Used appropriately, the FACED score complements rather than replaces comprehensive clinical assessment. It informs monitoring intensity, guides management escalation decisions, facilitates meaningful prognosis discussions with patients, and provides a standardised language for describing disease severity in research and audit contexts. Clinicians are encouraged to reassess the score regularly, document it as part of the longitudinal clinical record, and integrate it with the full clinical picture — including exacerbation history, comorbidities, underlying etiology, and patient-reported outcomes — to deliver individualised, evidence-based bronchiectasis care.

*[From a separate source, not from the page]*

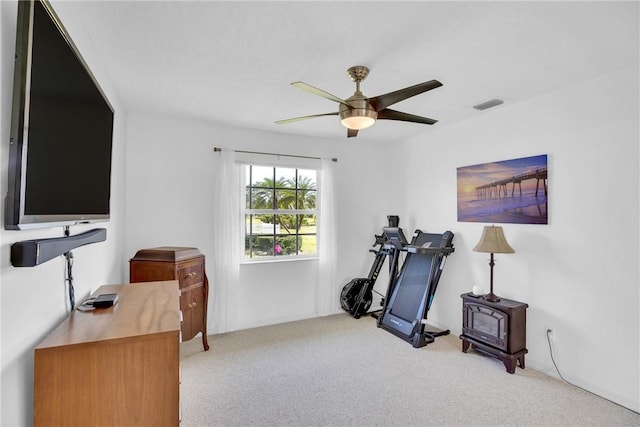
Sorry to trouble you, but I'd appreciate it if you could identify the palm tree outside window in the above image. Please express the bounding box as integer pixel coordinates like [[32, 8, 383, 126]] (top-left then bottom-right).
[[244, 165, 319, 260]]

As the therapeutic landscape for bronchiectasis continues to evolve with new inhaled antibiotics, anti-inflammatory agents, and biological therapies entering development, validated prognostic tools like the FACED score will play an increasingly important role in identifying appropriate candidates for novel treatments, designing rigorous clinical trials, and demonstrating treatment benefit across meaningful patient subgroups. For patients and clinicians alike, the FACED score represents an important step toward the systematic, stratified approach to bronchiectasis management that this underserved condition has long required.